Speaker-aware transcripts with VAD, punctuation, timestamps, and diarization in one pipeline.
An OpenAI-compatible audio endpoint for agents, Dify, LangChain, AutoGen, or internal apps.
Streaming ASR or live captions with WebSocket/runtime service support.
CPU-viable smoke tests before moving to GPU deployment.
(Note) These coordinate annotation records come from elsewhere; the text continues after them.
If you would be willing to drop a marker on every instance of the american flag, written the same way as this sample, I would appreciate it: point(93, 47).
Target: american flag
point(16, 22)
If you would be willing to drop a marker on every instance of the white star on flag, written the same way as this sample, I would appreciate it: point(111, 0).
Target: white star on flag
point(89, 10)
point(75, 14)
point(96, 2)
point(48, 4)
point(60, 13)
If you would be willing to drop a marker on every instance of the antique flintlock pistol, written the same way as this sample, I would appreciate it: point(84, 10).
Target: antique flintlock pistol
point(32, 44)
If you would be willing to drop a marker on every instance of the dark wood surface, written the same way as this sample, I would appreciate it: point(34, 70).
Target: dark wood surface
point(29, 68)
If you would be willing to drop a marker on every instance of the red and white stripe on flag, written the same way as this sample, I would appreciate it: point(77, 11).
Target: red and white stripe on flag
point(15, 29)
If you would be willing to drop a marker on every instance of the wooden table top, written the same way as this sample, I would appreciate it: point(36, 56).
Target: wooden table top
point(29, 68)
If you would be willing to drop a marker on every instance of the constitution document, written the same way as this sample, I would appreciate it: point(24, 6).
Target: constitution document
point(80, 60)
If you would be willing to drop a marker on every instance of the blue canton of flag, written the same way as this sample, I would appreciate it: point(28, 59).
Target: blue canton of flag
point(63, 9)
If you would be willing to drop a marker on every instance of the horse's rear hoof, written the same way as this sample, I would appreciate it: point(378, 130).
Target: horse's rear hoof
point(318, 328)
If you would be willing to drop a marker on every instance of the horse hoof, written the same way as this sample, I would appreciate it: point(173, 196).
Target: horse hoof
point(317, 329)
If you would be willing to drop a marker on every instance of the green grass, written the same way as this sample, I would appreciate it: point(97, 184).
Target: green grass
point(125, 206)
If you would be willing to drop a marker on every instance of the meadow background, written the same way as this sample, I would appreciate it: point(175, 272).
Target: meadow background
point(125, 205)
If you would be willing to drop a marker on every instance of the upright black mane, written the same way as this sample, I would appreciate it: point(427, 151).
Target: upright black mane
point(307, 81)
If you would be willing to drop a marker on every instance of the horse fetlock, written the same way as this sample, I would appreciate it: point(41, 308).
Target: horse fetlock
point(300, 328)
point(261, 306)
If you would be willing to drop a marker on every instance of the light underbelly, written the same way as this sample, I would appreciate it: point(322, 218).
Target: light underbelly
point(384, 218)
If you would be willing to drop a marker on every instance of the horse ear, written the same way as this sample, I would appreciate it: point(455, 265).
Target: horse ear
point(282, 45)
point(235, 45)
Stay on your current pipeline if you need a fully managed service, a vendor SLA, or a language/domain that your own benchmark shows FunASR does not handle well enough yet.

Fast evaluation plan

Pick 20-50 representative audio files, including short clips, long recordings, noisy samples, different speakers, and target languages or dialects.
Run your current Whisper or cloud ASR pipeline exactly as you use it in production. Save transcripts, latency, cost, and failure cases.
Run FunASR locally with the tutorial, then choose a deployment path from the deployment matrix.
Compare output with human review or your normal WER/CER process. Do not compare only one clean demo file.
Run the migration benchmark example to write JSONL and Markdown summaries for your own audio folder.
Run the OpenAI-compatible API Python smoke test if your application already uses OpenAI-style clients.
Record warmup time, model download time, device, GPU/CPU type, batch size, and audio duration separately from steady-state throughput.

Feature mapping

Existing workflow	FunASR path	What to validate
Whisper file transcription	Tutorial · Model selection	Transcript quality, timestamps, speed, model download, CPU/GPU behavior.
Whisper plus pyannote	`spk_model="cam++"` with VAD and punctuation	Speaker labels, speaker changes, overlapping speech, long silences.
OpenAI audio API or cloud batch ASR	OpenAI-compatible API · Kubernetes template · JS/TS recipes	`/v1/audio/transcriptions`, response format, client compatibility, upload limits.
Dify/LangChain/AutoGen agent audio	Agent and API recipes or MCP server	Tool latency, file handling, auth boundary, error reporting.
Live captions or call-center streaming	Realtime examples	Chunking, endpointing, reconnects, backpressure, partial/final result behavior.
Subtitle generation	Subtitle generator	Segment readability, line length, speaker labels, SRT/VTT compatibility.
Offline archive processing	Batch ASR example	Manifest handling, retries, progress logs, throughput, failed-file recovery.

Minimal local comparison

Install FunASR and run the same file you used for your baseline. For a folder-level evaluation, use benchmark_funasr.py to generate results.jsonl and summary.md.

pip install funasr

from funasr import AutoModel

model = AutoModel(
    model="iic/SenseVoiceSmall",
    vad_model="fsmn-vad",
    spk_model="cam++",
    device="cuda",  # use "cpu" for a portable smoke test
)
result = model.generate(input="sample.wav")
print(result)

For a repeatable folder benchmark:

python examples/migration/benchmark_funasr.py \
  --input /path/to/audio_samples \
  --recursive \
  --model iic/SenseVoiceSmall \
  --device cuda \
  --spk-model cam++ \
  --output-dir outputs/funasr_migration_eval

For an API-style comparison:

pip install funasr fastapi uvicorn python-multipart
funasr-server --model sensevoice --device cuda

curl http://localhost:8000/v1/audio/transcriptions \
  -F file=@sample.wav \
  -F model=sensevoice \
  -F response_format=verbose_json

Quality and speed checklist

Audio duration, language, domain, sample rate, channel count, and speaker count.
Model name, model version, FunASR version, Python/PyTorch/CUDA versions, and Docker image tag if used.
Hardware, device mode, batch size, streaming chunk size, and whether warmup/model download is excluded.
WER/CER or human review notes for names, numbers, punctuation, diarization, timestamps, and domain terms.
Latency, throughput, GPU/CPU memory, cost per hour of audio, and failed-file rate.
Operational requirements: authentication, upload limits, TLS, logs, monitoring, retries, and retention rules.

Rollout checklist

Keep the old pipeline available until FunASR passes your representative benchmark.
Start with an internal endpoint or batch job before exposing a public API.
Add request IDs and log audio duration, model, device, latency, and error type for every request.
Pin the model alias and deployment command in your runbook.
Test noisy audio, silence, overlapping speakers, long files, non-UTF-8 filenames, and network interruptions.
Open a Deployment Help issue with your command, logs, model, device, and sample characteristics if you hit a blocker.